Jadi, Bawaslu Jawa Timur tidak dapat memproses lebih lanjut, karena Bawaslu
Jatim dalam memproses laporan tersebut hanya bersifat pasif dan tidak melakukan
investigasi yang mendalam terkait dengan praktek “mahar politik”.
Apa
sebenarnya yang dimaksud dengan “mahar politik”, “mahar politik” adalah permintaan
atau penerimaan sejumlah uang dari seseorang yang akan mencalonkan diri untuk
memperoleh persetujuan dari partai politik untuk dapat dicalonkan sebagai bakal
calon dalam pilkada.
Sebagai
masyarakat, kita berharap dalam penyelenggaraan Pilkada serentak tahun 2020
yang sebentar lagi akan digelar, bebas dari praktek “mahar politik”, sehingga
dalam proses penyelenggaraan pilkada berjalan sesuai dengan asas
penyelenggaraan pilkada, yang langsung, umum, bebas, rahasia, jujur, adil dan
beradap, sehingga pasangan calon fokus untuk “memenangkan” dalam kompetisi.
Sebab biaya politik yang dikeluarkan oleh pasangan calon juga tidak sedikit
untuk membiayai kegiatan kampanye yang akan dilakukan. Meskipun sebagian alat
peraga kampanye dan bahan kampanye akan dibiayai oleh Negara melalui KPU
Provinsi atau KPU Kabupaten/Kota.
Biaya
politik sudah pasti akan dikeluarkan oleh pasangan calon dalam berkompetisi,
dan setiap kompetisi memerlukan biaya, yang akan membutuhkan biaya yang tidak
sedikit.
Maka
dalam penyelenggaraan pilkada, spakah praktek “mahar politik” tersebut sesungguhnya
ada atau tidak, dalam perspektif masyarakat praktek “mahar politik” selalu menjadi
perbincangan hangat di kalangan masyarakat, dan selalu menghantui bakal calon
yang akan maju sebagai calon. Ada dan tidaknya praktek “mahar politik” belum
dapat dibuktikan secara fakta dan hukum oleh pihak yang berwenang, baik dari Bawaslu
atau KPK terkait “korupsi politik”, tetapi aroma “mahar politik” selalu tercium
di kalangan masyarakat, tetapi sulit untuk dibuktikan secara fakta dan hukum.

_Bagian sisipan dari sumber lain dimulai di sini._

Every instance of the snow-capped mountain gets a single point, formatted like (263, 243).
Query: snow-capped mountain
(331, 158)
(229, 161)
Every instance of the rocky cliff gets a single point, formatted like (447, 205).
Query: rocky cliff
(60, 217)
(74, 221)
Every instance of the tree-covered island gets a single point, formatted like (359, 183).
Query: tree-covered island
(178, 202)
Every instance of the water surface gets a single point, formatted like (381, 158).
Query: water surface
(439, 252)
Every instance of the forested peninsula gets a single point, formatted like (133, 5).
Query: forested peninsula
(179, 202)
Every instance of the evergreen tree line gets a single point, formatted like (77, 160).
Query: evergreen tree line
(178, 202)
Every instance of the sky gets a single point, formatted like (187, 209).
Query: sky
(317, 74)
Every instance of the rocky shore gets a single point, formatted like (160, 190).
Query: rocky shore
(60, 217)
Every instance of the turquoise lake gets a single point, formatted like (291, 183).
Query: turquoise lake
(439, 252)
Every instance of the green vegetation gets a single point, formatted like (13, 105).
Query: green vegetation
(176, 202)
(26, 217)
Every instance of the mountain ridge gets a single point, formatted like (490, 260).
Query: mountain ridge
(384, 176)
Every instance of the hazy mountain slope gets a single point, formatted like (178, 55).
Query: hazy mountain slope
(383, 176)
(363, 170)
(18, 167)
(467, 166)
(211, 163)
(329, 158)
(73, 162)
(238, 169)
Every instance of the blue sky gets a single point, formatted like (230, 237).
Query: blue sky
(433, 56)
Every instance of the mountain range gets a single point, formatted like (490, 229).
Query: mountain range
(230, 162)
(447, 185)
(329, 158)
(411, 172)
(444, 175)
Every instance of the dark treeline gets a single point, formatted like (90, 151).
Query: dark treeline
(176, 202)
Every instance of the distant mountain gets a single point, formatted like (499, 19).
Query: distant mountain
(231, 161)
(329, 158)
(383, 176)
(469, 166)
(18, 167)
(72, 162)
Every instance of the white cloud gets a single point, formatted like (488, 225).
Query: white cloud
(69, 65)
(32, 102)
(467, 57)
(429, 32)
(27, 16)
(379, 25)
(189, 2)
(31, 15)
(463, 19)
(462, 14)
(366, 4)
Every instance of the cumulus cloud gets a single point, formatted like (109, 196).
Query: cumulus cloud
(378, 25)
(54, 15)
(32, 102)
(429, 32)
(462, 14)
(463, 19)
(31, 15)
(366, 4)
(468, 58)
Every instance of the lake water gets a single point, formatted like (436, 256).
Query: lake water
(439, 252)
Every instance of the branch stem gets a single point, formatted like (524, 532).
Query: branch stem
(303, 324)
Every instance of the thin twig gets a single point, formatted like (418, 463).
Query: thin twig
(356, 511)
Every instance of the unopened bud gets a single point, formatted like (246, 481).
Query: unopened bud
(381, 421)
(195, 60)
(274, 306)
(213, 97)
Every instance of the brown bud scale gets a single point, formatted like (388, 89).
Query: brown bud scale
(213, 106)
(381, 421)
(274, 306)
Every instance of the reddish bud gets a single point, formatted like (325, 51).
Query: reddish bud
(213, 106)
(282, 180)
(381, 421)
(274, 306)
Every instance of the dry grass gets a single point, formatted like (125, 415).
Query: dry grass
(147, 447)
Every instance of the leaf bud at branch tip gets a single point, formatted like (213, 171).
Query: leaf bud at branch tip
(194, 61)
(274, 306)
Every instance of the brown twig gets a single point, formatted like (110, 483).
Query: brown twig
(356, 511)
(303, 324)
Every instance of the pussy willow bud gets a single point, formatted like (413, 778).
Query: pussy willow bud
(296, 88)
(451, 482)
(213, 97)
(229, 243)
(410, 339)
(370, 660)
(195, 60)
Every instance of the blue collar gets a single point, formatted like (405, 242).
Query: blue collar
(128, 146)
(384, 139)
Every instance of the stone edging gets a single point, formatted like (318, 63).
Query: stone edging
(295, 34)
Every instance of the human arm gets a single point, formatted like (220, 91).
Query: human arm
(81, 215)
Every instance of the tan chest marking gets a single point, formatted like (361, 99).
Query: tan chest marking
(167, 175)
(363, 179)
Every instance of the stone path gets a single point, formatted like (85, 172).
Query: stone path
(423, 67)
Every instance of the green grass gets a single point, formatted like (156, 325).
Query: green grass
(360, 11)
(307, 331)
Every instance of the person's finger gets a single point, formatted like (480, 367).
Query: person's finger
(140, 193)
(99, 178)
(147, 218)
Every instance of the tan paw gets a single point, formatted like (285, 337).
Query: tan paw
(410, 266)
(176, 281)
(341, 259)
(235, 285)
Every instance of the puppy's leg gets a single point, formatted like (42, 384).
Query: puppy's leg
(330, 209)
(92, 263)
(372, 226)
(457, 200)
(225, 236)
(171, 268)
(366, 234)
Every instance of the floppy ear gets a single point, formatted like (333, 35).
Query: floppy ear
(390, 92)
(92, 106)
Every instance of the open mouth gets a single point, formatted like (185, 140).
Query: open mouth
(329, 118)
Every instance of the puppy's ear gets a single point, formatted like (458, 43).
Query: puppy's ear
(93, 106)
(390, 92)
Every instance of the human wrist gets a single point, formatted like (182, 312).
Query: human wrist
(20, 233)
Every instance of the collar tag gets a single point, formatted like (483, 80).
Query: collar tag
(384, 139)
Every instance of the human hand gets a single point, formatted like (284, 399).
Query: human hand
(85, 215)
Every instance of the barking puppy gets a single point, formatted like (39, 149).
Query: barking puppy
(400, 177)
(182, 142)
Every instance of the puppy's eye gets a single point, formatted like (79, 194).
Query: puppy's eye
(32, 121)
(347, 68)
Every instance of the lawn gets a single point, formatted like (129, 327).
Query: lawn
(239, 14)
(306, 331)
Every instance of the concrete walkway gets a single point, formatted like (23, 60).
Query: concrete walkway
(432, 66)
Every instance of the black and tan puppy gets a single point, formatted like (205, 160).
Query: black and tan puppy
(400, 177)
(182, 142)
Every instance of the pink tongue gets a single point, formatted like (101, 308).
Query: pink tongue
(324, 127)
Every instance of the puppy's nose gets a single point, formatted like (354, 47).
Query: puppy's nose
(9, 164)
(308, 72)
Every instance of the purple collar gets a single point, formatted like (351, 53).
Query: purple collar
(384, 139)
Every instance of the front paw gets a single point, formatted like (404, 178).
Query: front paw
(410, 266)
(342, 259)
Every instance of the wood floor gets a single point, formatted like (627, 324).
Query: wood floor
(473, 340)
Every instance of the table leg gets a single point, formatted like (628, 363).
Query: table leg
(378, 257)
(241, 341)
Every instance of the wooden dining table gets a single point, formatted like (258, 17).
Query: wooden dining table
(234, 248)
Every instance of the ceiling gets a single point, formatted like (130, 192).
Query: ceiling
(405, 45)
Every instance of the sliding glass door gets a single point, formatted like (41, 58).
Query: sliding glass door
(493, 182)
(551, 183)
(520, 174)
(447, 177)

Kenapa, karena praktek “transaksional” tersebut hanya bisa diungkap jika ada
pihak yang melaporkannya, selama tidak ada yang “berteriak”, maka selama itu
pula praktek “mahar politik” sulit diungkap.
Sebagai
masyarakat hanya bisa menyuarakan dan merasakan saja, tanpa bisa
membuktikannya. Sehingga diharapkan peran serta masyarakat dalam mengawasi
proses pencalonan menjadi lebih penting, tetapi lebih penting lagi bagi lembaga
yang diberikan kewenangan untuk melakukan pengawasan itu, khususnya Bawaslu,
harus berperan lebih serius dan jangan hanya sekedar menggugurkan kewajiban
saja telah melakukan pengawasan tanpa hasil yang maksimal.
Peran
partai politik dalam proses pencalonan juga tidak melakukan praktek “mahar
politik” agar kompetensi pilkada yang kita bangun dalam koridor penyelenggaraan
pilkada yang terselenggara secara langsung, umum, bebas, rahasia, jujur, adil
dan beradab sebagai syarat mutlak untuk mewujudkan pemimpin yang berkualitas,
dapat dipercaya dan dapat menjalankan fungsi pemerintahan secara optimal,
dengan meningkatkan derajat kompetisi yang sehat, partisipatif yang makin kuat
dan dapat dipertanggungjawabkan.
Kita
tidak dapat menyalahkan siapa yang melakukan atau siapa yang meminta “mahar
politik”, tetapi ketika penyelenggaraan semua pihak yang terlibat dalam pilkada
melaksanakan sesuai dengan aturan, maka akan menghasilkan pemimpin yang amanah.
Ketentuan
terhadap praktek “mahar politik” telah diatur sedemikian rupa dalam ketentuan
Pasal 187 B UU 10/2016 yang dinyatakan : “anggota
partai politik atau anggota gabungan partai politik yang dengan sengaja
melakukan perbuatan melawan hokum menerima imbalan dalam bentuk apapun pada
proses pencalonan Gubernur dan Wakil Gubernur, Bupati dan Wakil Bupati serta
Walikota dan Wakil Walikota sebagaimana dimaksud dalam Pasal 47 ayat (1)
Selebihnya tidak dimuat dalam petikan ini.